Now, however, celebrities, including those with great teen appeal, have been lining up to endorse the new, largely unregulated e-cigarettes. Rapper Rick Ross is a “brand ambassador” for mCig, according to a press release from the company. View co-host Jenny McCarthy was promoting the Blu brand in advertisements that the company pulled from its website, citing the end of her contract, according to a June 20 Politico story. Today, Britain’s Sunday Telegraph reported, apparently in error, that Lady Gaga would pitching Blu eCigs in a video. (A Blu spokeswoman now says the company’s U.K. executive “misspoke” and provided wrong information—the company has no relationship with Lady Gaga.)
Celebrities’ embrace of e-cigs—there’s a Pinterest board devoted to the topic—is a nightmare for public health officials. Images of glamorous people raising small white cylinders to their mouths and exhaling white clouds are once again ubiquitous. Even Santa vapes! Public health officials fear the change might not just spark e-cig sales but could reverse the decline in cigarette smoking as well.
There’s no doubt that the master settlement’s ban on advertising to teens helped push down adolescent smoking rates. “Since they weren’t able to advertise to youth, they shifted their focus more to the young adults,” Tom Glynn, outgoing director of Cancer Science & Trends at the American Cancer Society, told me. “We did see [an] uptick in young adults smoking.”
Now e-cigarettes are leading a resurgence of advertising, including marketing to youth. Sales of electronic smoking devices in the U.S. reached more than $760 million in the past 12 months, although the growth rate has slowed in recent months. Blu, which Lorillard acquired in 2012 for $135 million, is the top brand in the U.S., with about 39 percent of the market, according to Bloomberg Industries data.
Blu is also responsible for 80 percent of the e-cigarette TV ads that adolescents and young adults were likely to see in recent years, according to an analysis of Nielsen data published in the journal Pediatrics in June. The study concluded that ”e-cigarette companies advertise their products to a broad audience that includes 24 million youth, and youth and young adult television exposure has increased dramatically between 2011 and 2013.” Blu parent Lorillard did not return a call for comment Monday morning.
Clinical studies haven’t yet established the long-term risks of inhaling vaporized nicotine liquid in uncontrolled doses or how effective e-cigarettes are in helping people quit smoking.
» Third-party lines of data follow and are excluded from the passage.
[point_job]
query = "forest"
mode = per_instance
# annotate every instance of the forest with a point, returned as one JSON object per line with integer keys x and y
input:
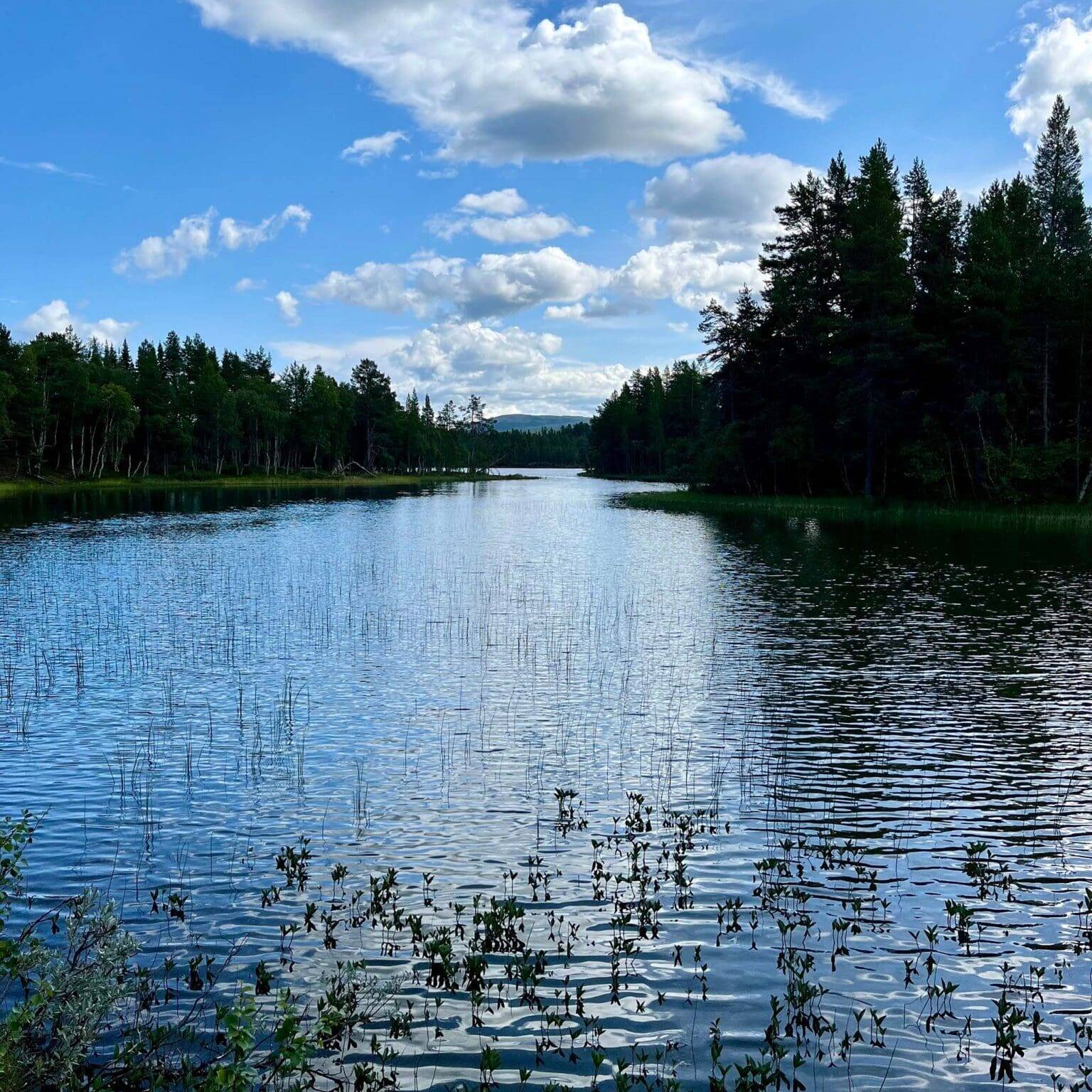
{"x": 90, "y": 410}
{"x": 904, "y": 346}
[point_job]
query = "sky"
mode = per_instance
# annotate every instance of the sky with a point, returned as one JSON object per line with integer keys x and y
{"x": 525, "y": 201}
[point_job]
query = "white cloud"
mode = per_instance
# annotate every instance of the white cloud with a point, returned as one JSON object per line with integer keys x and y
{"x": 235, "y": 235}
{"x": 495, "y": 285}
{"x": 379, "y": 287}
{"x": 498, "y": 90}
{"x": 596, "y": 307}
{"x": 534, "y": 228}
{"x": 168, "y": 256}
{"x": 55, "y": 318}
{"x": 495, "y": 203}
{"x": 776, "y": 91}
{"x": 1059, "y": 63}
{"x": 289, "y": 307}
{"x": 340, "y": 360}
{"x": 46, "y": 167}
{"x": 160, "y": 256}
{"x": 368, "y": 148}
{"x": 496, "y": 216}
{"x": 688, "y": 272}
{"x": 500, "y": 284}
{"x": 731, "y": 197}
{"x": 510, "y": 368}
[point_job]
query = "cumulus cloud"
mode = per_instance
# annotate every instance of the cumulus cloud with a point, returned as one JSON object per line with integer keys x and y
{"x": 235, "y": 235}
{"x": 369, "y": 148}
{"x": 511, "y": 368}
{"x": 497, "y": 89}
{"x": 503, "y": 223}
{"x": 688, "y": 272}
{"x": 729, "y": 198}
{"x": 595, "y": 307}
{"x": 495, "y": 285}
{"x": 495, "y": 203}
{"x": 55, "y": 318}
{"x": 380, "y": 287}
{"x": 289, "y": 307}
{"x": 508, "y": 367}
{"x": 1059, "y": 63}
{"x": 161, "y": 256}
{"x": 534, "y": 228}
{"x": 338, "y": 360}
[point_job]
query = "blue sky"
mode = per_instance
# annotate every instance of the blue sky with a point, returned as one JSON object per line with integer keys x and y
{"x": 525, "y": 201}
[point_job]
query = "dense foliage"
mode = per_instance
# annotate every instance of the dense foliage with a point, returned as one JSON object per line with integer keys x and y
{"x": 902, "y": 346}
{"x": 544, "y": 446}
{"x": 89, "y": 409}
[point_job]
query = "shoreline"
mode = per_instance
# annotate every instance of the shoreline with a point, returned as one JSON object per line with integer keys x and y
{"x": 857, "y": 511}
{"x": 32, "y": 487}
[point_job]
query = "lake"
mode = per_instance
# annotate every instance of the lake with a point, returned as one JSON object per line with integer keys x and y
{"x": 711, "y": 762}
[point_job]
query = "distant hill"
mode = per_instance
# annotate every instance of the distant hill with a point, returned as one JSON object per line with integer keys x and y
{"x": 533, "y": 422}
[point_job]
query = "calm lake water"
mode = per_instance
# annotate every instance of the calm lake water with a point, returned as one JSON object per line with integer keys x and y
{"x": 875, "y": 741}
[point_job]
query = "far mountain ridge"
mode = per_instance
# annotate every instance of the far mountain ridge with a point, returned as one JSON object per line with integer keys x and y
{"x": 534, "y": 422}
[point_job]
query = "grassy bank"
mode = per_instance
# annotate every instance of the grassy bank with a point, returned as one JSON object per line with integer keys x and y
{"x": 26, "y": 487}
{"x": 856, "y": 510}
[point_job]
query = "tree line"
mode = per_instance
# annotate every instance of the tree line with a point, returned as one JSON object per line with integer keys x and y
{"x": 904, "y": 346}
{"x": 87, "y": 409}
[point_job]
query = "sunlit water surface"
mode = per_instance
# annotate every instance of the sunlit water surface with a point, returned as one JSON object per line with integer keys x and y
{"x": 191, "y": 684}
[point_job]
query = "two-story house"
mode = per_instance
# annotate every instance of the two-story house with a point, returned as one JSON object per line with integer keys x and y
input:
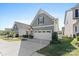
{"x": 71, "y": 22}
{"x": 43, "y": 25}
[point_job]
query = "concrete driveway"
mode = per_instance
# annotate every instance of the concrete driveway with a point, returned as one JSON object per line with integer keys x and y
{"x": 29, "y": 47}
{"x": 9, "y": 48}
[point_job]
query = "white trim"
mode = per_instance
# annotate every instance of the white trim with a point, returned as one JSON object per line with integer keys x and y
{"x": 42, "y": 26}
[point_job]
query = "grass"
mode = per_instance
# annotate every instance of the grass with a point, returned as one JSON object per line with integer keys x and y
{"x": 9, "y": 39}
{"x": 67, "y": 47}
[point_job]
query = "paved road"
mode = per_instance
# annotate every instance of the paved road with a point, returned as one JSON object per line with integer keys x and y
{"x": 29, "y": 47}
{"x": 24, "y": 48}
{"x": 9, "y": 48}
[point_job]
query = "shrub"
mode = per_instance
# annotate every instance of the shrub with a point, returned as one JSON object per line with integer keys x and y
{"x": 30, "y": 36}
{"x": 54, "y": 38}
{"x": 25, "y": 36}
{"x": 17, "y": 35}
{"x": 77, "y": 38}
{"x": 65, "y": 37}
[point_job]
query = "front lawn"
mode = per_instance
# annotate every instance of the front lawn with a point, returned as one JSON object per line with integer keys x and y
{"x": 10, "y": 39}
{"x": 66, "y": 47}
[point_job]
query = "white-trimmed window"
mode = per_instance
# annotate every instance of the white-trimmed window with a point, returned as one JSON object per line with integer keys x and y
{"x": 39, "y": 31}
{"x": 76, "y": 13}
{"x": 75, "y": 28}
{"x": 43, "y": 31}
{"x": 35, "y": 31}
{"x": 48, "y": 31}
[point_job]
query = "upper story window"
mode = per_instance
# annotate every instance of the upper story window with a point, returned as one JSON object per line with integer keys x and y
{"x": 75, "y": 28}
{"x": 76, "y": 13}
{"x": 41, "y": 20}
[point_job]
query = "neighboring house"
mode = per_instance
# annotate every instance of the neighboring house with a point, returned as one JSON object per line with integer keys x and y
{"x": 21, "y": 28}
{"x": 72, "y": 22}
{"x": 43, "y": 25}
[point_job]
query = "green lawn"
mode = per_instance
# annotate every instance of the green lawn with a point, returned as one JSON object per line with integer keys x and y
{"x": 66, "y": 48}
{"x": 9, "y": 39}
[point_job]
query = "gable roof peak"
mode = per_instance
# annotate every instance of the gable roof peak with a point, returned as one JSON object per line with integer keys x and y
{"x": 41, "y": 11}
{"x": 77, "y": 5}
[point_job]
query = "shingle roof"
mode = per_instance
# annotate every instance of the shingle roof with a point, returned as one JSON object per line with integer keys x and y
{"x": 22, "y": 25}
{"x": 40, "y": 11}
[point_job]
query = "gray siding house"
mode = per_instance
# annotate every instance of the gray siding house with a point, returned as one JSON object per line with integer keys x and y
{"x": 43, "y": 25}
{"x": 71, "y": 22}
{"x": 21, "y": 28}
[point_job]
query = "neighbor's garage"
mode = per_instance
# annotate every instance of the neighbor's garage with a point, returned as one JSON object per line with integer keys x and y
{"x": 43, "y": 34}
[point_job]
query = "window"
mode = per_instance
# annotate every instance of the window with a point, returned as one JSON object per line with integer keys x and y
{"x": 41, "y": 20}
{"x": 75, "y": 28}
{"x": 39, "y": 31}
{"x": 35, "y": 31}
{"x": 43, "y": 31}
{"x": 76, "y": 14}
{"x": 48, "y": 31}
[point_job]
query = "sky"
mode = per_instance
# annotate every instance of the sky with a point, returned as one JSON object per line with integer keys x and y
{"x": 25, "y": 12}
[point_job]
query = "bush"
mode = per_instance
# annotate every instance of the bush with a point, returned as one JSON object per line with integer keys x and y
{"x": 25, "y": 36}
{"x": 30, "y": 36}
{"x": 65, "y": 37}
{"x": 77, "y": 38}
{"x": 54, "y": 38}
{"x": 17, "y": 35}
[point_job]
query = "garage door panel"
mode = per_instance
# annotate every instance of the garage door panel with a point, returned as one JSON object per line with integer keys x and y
{"x": 45, "y": 36}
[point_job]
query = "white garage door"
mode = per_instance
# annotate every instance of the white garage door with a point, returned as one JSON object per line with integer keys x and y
{"x": 43, "y": 34}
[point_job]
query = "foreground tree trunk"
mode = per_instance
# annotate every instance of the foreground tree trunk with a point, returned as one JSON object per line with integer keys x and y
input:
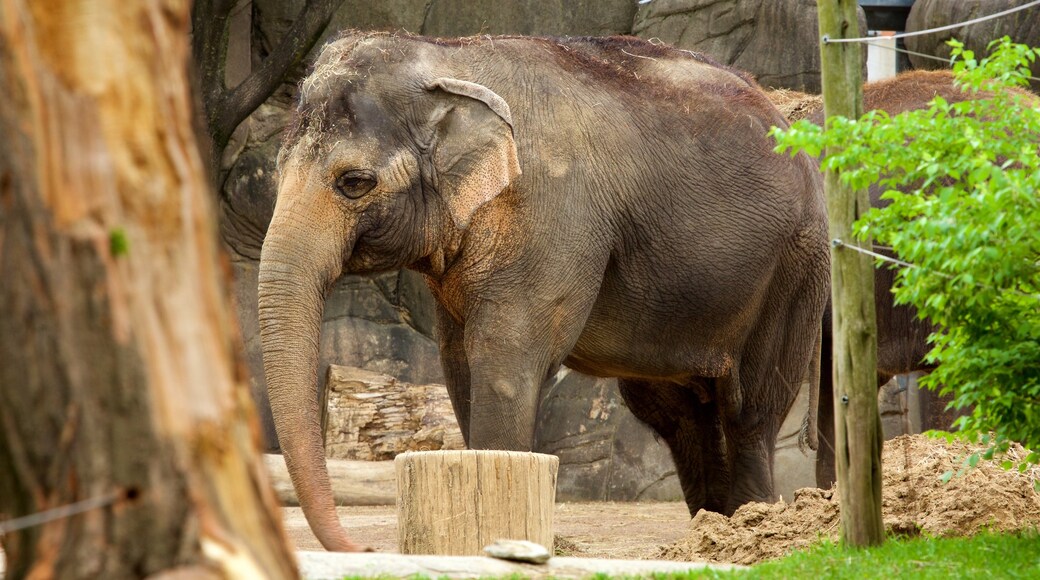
{"x": 119, "y": 379}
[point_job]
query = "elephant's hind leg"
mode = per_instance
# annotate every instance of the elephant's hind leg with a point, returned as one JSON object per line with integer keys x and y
{"x": 780, "y": 353}
{"x": 693, "y": 431}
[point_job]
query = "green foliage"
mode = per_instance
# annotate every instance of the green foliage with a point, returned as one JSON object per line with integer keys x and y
{"x": 986, "y": 555}
{"x": 119, "y": 245}
{"x": 963, "y": 181}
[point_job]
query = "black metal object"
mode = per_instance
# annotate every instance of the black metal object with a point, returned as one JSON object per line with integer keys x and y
{"x": 886, "y": 15}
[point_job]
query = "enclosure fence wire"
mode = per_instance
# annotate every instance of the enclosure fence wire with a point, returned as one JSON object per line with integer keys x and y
{"x": 838, "y": 243}
{"x": 61, "y": 512}
{"x": 826, "y": 38}
{"x": 920, "y": 54}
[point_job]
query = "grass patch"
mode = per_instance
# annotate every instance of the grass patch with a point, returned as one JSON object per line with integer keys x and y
{"x": 984, "y": 555}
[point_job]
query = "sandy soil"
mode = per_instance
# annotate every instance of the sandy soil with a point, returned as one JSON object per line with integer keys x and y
{"x": 601, "y": 530}
{"x": 914, "y": 501}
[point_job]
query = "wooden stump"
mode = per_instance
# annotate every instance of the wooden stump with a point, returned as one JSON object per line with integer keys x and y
{"x": 457, "y": 502}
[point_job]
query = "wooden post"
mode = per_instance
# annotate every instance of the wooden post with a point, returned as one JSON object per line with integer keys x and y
{"x": 457, "y": 502}
{"x": 857, "y": 425}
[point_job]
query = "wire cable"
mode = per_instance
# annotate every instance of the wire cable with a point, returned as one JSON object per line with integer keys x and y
{"x": 923, "y": 55}
{"x": 838, "y": 243}
{"x": 69, "y": 510}
{"x": 826, "y": 38}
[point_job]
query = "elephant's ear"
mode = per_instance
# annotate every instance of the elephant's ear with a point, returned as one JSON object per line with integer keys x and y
{"x": 473, "y": 152}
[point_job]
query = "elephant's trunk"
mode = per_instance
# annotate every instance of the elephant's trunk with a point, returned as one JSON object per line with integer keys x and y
{"x": 293, "y": 280}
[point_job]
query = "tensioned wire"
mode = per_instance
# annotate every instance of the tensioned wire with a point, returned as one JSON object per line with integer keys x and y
{"x": 826, "y": 38}
{"x": 920, "y": 54}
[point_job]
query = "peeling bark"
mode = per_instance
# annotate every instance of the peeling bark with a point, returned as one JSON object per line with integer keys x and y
{"x": 121, "y": 375}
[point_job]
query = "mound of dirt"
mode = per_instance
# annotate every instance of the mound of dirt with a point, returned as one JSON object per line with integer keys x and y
{"x": 914, "y": 500}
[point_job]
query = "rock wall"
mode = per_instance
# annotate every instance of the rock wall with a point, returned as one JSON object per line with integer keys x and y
{"x": 1021, "y": 27}
{"x": 776, "y": 41}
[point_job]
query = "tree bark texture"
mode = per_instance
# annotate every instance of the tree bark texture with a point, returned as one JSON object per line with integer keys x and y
{"x": 374, "y": 417}
{"x": 118, "y": 376}
{"x": 857, "y": 429}
{"x": 455, "y": 503}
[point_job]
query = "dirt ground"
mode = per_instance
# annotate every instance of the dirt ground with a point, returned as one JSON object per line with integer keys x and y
{"x": 914, "y": 501}
{"x": 595, "y": 530}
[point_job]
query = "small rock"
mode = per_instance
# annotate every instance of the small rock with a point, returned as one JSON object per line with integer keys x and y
{"x": 518, "y": 550}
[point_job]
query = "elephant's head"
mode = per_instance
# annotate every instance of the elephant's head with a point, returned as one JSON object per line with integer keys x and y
{"x": 389, "y": 156}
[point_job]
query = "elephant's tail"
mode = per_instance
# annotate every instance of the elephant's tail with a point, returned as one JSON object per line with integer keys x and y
{"x": 809, "y": 437}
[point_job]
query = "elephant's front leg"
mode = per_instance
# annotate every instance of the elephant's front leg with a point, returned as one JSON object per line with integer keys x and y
{"x": 450, "y": 337}
{"x": 511, "y": 352}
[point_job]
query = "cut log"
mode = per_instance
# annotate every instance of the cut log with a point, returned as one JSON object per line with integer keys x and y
{"x": 353, "y": 482}
{"x": 456, "y": 502}
{"x": 373, "y": 417}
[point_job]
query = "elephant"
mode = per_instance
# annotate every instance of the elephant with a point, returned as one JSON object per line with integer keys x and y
{"x": 902, "y": 334}
{"x": 611, "y": 204}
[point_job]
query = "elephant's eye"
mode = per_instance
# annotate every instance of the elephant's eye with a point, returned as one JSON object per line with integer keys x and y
{"x": 354, "y": 184}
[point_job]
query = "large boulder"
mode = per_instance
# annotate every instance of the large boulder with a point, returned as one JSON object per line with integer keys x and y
{"x": 1021, "y": 27}
{"x": 776, "y": 41}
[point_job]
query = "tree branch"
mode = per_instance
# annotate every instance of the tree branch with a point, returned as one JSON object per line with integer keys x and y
{"x": 231, "y": 107}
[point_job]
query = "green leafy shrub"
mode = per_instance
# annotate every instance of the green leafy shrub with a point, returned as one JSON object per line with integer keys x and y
{"x": 963, "y": 181}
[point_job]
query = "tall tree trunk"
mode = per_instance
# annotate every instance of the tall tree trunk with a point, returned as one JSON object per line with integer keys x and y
{"x": 120, "y": 377}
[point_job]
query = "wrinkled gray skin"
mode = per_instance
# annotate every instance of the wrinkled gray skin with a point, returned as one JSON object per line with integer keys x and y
{"x": 606, "y": 204}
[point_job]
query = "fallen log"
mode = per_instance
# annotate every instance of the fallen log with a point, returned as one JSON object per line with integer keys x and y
{"x": 374, "y": 417}
{"x": 353, "y": 482}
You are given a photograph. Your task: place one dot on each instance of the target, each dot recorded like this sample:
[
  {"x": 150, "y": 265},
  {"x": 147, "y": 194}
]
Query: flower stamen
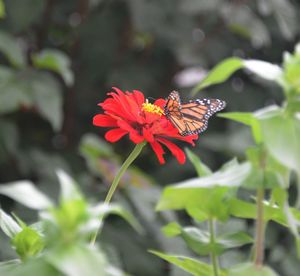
[{"x": 152, "y": 108}]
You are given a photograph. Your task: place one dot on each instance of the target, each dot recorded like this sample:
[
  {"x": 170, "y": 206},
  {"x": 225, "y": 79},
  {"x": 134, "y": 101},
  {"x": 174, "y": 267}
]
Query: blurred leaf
[
  {"x": 232, "y": 240},
  {"x": 56, "y": 61},
  {"x": 103, "y": 210},
  {"x": 36, "y": 266},
  {"x": 188, "y": 264},
  {"x": 92, "y": 146},
  {"x": 199, "y": 240},
  {"x": 8, "y": 225},
  {"x": 200, "y": 167},
  {"x": 25, "y": 193},
  {"x": 9, "y": 139},
  {"x": 172, "y": 229},
  {"x": 212, "y": 191},
  {"x": 2, "y": 9},
  {"x": 68, "y": 187},
  {"x": 243, "y": 21},
  {"x": 249, "y": 269},
  {"x": 47, "y": 96},
  {"x": 78, "y": 260},
  {"x": 28, "y": 243},
  {"x": 219, "y": 73},
  {"x": 21, "y": 14},
  {"x": 279, "y": 214},
  {"x": 278, "y": 132},
  {"x": 264, "y": 69},
  {"x": 9, "y": 265},
  {"x": 9, "y": 46},
  {"x": 266, "y": 172},
  {"x": 293, "y": 223},
  {"x": 231, "y": 176},
  {"x": 70, "y": 215},
  {"x": 247, "y": 119}
]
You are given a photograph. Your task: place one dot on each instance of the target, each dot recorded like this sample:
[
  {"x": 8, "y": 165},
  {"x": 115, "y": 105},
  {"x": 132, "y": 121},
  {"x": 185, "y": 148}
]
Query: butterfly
[{"x": 191, "y": 117}]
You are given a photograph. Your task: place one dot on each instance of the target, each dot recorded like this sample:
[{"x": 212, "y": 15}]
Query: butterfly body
[{"x": 191, "y": 117}]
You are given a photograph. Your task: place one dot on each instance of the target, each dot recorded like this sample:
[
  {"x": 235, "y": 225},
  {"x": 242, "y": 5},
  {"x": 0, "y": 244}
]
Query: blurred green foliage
[{"x": 58, "y": 59}]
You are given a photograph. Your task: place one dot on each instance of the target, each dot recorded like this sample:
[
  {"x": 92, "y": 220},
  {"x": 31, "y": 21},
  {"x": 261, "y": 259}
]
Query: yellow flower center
[{"x": 152, "y": 108}]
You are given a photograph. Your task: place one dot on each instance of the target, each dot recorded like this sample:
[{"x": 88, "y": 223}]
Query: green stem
[
  {"x": 213, "y": 256},
  {"x": 260, "y": 229},
  {"x": 133, "y": 155}
]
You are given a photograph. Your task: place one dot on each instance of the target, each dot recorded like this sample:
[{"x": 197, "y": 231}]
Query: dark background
[{"x": 155, "y": 47}]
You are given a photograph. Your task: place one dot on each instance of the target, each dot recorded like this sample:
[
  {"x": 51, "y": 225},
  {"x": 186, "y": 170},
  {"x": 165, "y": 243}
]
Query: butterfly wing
[
  {"x": 196, "y": 114},
  {"x": 192, "y": 117},
  {"x": 172, "y": 110}
]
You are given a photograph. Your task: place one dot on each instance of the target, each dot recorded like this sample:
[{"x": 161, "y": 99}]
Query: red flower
[{"x": 128, "y": 113}]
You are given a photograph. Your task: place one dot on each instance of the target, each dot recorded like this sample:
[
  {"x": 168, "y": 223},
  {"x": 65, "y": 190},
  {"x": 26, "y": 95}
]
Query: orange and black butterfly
[{"x": 192, "y": 117}]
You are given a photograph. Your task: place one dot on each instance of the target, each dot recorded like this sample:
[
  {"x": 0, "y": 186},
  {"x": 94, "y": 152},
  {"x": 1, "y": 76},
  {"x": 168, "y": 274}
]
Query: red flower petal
[
  {"x": 139, "y": 97},
  {"x": 175, "y": 150},
  {"x": 160, "y": 102},
  {"x": 104, "y": 121},
  {"x": 148, "y": 135},
  {"x": 159, "y": 151},
  {"x": 115, "y": 134}
]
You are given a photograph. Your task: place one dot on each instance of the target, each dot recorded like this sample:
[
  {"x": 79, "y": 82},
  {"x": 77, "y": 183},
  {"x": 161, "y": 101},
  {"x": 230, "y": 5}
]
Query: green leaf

E-cig promoters sometimes argue that their product is less harmful than cigarettes, and many in the medical community agree. But doctors don’t think that vaping is better than not smoking at all.
Yet mass media advertising such as TV ads and celebrity endorsements are aimed more toward expanding a market rather than targeting current smokers to replace their burning leaves with vapor. The Food and Drug Administration recently proposed rules to bar e-cigarette sales to minors, but the agency would still permit TV ads and other forms of marketing.
Still, regulators are concerned by kids experimenting with e-cigs. “Any initiation of any nicotine-containing product is not good for public health,” Mitch Zeller, director of the FDA’s Center for Tobacco Products, told reporters when the agency proposed its rule in April. “But it’s especially damaging if those kids become tolerant to nicotine, they get used to the nicotine, and they then go on to seek their nicotine from combusting cigarettes.” It’s a less glamorous message, for sure.